Question

How is a system of equations created when each linear function is given as a set of two ordered pairs. Explain

Answer 1

Sample response: Use the two points of a linear function to write an equation in slope-intercept form by first finding the slope of the function, and then using a point and the slope to determine the y-intercept. Write the equations in slope-intercept form.

Answer 2

Please check the explanation.

Explanation:

If each linear function is given as a set of two ordered pairs, all we need is to find a slope between two lines and put one of the points in the slope- intercept form of the line equation to find the y-intercept 'b' and then writing the equation in the slope-intercept form. This is how we can generate a system of equations.

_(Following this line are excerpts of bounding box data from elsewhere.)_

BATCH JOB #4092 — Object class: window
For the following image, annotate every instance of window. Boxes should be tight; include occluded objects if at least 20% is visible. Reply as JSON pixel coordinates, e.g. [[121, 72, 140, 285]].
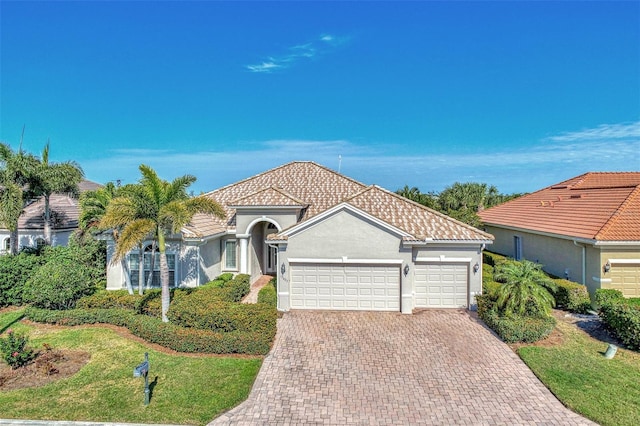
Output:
[[224, 240, 238, 270], [36, 237, 47, 249], [129, 244, 176, 287], [513, 235, 522, 260]]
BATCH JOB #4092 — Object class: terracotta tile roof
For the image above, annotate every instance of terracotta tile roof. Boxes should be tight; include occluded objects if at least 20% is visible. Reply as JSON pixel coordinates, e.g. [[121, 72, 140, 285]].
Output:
[[479, 172, 640, 241], [183, 161, 366, 238], [185, 162, 493, 241], [346, 185, 493, 241], [12, 180, 101, 230], [227, 186, 307, 208]]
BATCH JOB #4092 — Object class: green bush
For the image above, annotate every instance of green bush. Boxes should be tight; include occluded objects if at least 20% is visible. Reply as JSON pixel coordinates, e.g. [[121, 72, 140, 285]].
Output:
[[600, 302, 640, 350], [0, 330, 36, 370], [595, 288, 624, 308], [25, 307, 273, 355], [476, 293, 556, 343], [0, 253, 45, 307], [482, 310, 556, 343], [76, 290, 142, 310], [23, 259, 96, 309], [553, 279, 591, 314]]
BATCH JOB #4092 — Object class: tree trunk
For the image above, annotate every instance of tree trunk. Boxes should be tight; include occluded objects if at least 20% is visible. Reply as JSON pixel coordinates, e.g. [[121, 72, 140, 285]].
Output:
[[44, 195, 51, 245], [138, 244, 144, 296], [9, 227, 20, 255], [120, 257, 133, 294], [147, 240, 158, 289], [158, 232, 171, 322]]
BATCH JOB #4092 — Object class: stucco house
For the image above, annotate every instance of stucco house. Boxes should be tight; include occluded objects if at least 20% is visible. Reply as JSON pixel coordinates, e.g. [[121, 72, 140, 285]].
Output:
[[0, 180, 100, 254], [479, 172, 640, 297], [107, 162, 493, 313]]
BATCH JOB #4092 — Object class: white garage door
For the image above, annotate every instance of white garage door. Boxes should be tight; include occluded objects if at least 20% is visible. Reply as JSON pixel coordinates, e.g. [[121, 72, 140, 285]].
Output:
[[291, 264, 400, 311], [414, 263, 469, 308]]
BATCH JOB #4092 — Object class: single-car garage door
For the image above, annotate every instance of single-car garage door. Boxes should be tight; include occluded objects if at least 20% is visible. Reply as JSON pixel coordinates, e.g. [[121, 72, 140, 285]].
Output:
[[291, 263, 400, 311], [414, 263, 469, 308]]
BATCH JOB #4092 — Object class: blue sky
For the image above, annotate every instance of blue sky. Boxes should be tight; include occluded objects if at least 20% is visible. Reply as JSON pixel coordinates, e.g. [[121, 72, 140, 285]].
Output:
[[0, 0, 640, 193]]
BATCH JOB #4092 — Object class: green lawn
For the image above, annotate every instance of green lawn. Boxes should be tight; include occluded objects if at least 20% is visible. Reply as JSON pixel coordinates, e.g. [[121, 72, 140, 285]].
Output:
[[0, 312, 262, 424], [518, 321, 640, 426]]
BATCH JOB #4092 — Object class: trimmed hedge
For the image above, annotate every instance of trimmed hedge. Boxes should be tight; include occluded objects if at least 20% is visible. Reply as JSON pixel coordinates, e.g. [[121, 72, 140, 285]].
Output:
[[476, 294, 556, 343], [600, 303, 640, 350], [595, 288, 624, 308], [25, 307, 273, 355], [553, 279, 591, 314]]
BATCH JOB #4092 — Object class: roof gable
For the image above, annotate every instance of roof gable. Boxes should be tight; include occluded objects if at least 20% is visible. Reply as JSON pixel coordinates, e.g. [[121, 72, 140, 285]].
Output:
[[479, 172, 640, 241]]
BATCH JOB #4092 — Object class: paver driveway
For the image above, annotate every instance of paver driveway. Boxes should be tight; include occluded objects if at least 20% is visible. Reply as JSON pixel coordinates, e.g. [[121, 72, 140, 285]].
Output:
[[211, 310, 593, 425]]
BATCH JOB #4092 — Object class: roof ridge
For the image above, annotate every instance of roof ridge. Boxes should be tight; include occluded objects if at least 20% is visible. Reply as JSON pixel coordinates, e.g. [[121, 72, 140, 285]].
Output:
[[362, 185, 490, 241], [595, 185, 640, 240], [202, 160, 366, 196]]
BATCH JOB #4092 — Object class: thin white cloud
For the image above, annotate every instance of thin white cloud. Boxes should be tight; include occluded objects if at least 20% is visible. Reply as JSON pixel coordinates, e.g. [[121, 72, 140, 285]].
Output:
[[245, 34, 348, 74], [548, 121, 640, 142], [82, 120, 640, 193]]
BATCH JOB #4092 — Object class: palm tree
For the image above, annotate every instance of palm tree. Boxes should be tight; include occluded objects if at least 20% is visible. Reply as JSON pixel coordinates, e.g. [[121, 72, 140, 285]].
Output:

For example, let suppose a linear function has the following ordered pairs:

• (1, 1)

• (2, 3)

Finding the slope between two points

`\left(x_1,\:y_1\right)=\left(1,\:1\right),\:\left(x_2,\:y_2\right)=\left(2,\:3\right)`

`\mathrm{Slope}=(y_2-y_1)/(x_2-x_1)`

`m=(3-1)/(2-1)`

`m=2`

We know that the slope-intercept form of the line equation is

`y=mx+b`

where m is the slope and b is the y-intercept

Now, substituting the slope m = 2 and the point (1, 1) to determine the y-intercept

`y=mx+b`

`1 = 2(1)+b`

`b = 1-2`

`b = -1`

Now, substituting the slope m = 2 and the value of y-intercept in the slope-intercept form of the line equation

`y=mx+b`

`y=2x+(-1)`

`y=2x-1`

Thus, the equation of a line with the linear function having the points (1, 1) and (2, 3) is:

• 
  `y=2x-1`

This is how a system of equations created when each linear function is given as a set of two ordered pairs.